Why do some people spend their time thinking about accomplishing tasks whereas others tend to reflect on their relationships? What personal characteristics determine whether people will flourish versus flounder in particular domains? Why are some people successful at reaching their personal goals whereas others fail when faced with distractions and obstacles? Why do some individuals display enhanced well-being after reaching their goals whereas others do not? These are the types of questions that motivational researchers have sought to answer over the past 50 years. The classic approach to these questions involved the assessment of individual differences in the strength of psychological needs for achievement, affiliation, and power. Such needs were conceptualized as relatively stable dispositions that are learned early in life and that predispose individuals to strive for certain classes of goals. Whether such needs are best measured through content-analysis of verbal material or via self-report of goal preferences has been the topic of lively debate. More recently, an alternative conception of needs as necessary psychological nutriments rather than collections of desires has been proposed. Three essential needs have been identified – for autonomy, competence, and relatedness – and the focus has shifted to examining the extent to which goal selection and subsequent self-regulatory efforts support versus hinder the satisfaction of these needs.
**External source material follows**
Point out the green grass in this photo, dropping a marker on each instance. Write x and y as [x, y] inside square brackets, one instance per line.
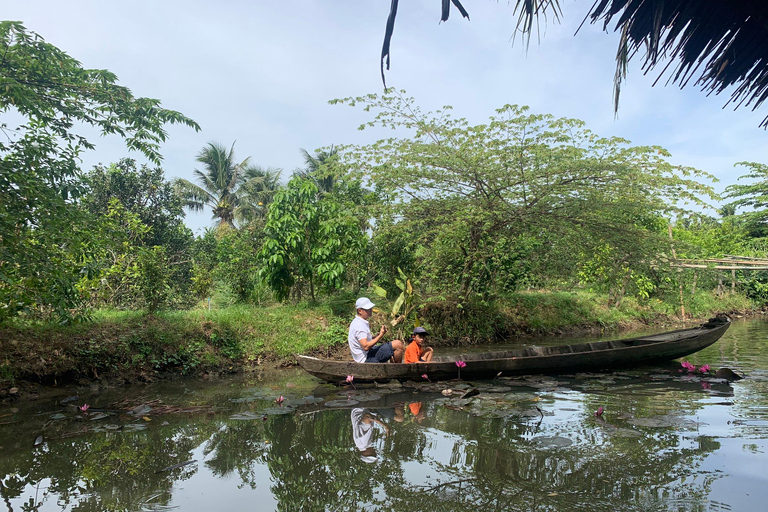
[131, 344]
Assessing Motives in Imaginative Story Content

Fifty years have passed since McClelland, Atkinson, and their colleagues (1953) began a research tradition founded on the assumption that there is a pattern and organization to the flow of human behaviour which can partly be understood in terms of underlying psychological motive dispositions such as the need for achievement or the need for affiliation. These psychological motives were conceptualized as enduring features of personality that energized, directed, and selected wide varieties of behaviour and experience. Individual differences in the strength of various motives were thought to be most directly assessed by examining the content of people's imaginative thoughts. This belief was based on the assumption that expressive behaviours, such as fantasies, reflected internal motive dispositions more uniquely than did perception, action, or judgement which are strongly influenced by determinants in external reality (McClelland, 1988).

The most widely used motive scoring system was developed to assess the need for achievement. Respondents are asked to write brief stories in response to four to six ambiguous picture cues (e.g. a picture of an architect at his desk with a photo of his family in front of him). The written stories are coded according to a detailed and explicit scoring system. Scoring is based on the presence and level of elaboration of achievement themes. The scoring system was developed by comparing the thematic content of stories told by individuals whose achievement motive had been experimentally aroused versus participants in a neutral condition. The nAch scoring system is objective, quantitative, and yields high levels of agreement among trained coders. It has been validated with participants from cultures as diverse as Germany, Japan, and Brazil. Similar scoring systems were developed to assess the needs for power and affiliation. The most recent versions of the content-coding systems for social motives are available in the Handbook of Thematic Content Analysis (Smith, 1992). (Table 1 provides references for all instruments discussed in the present entry.)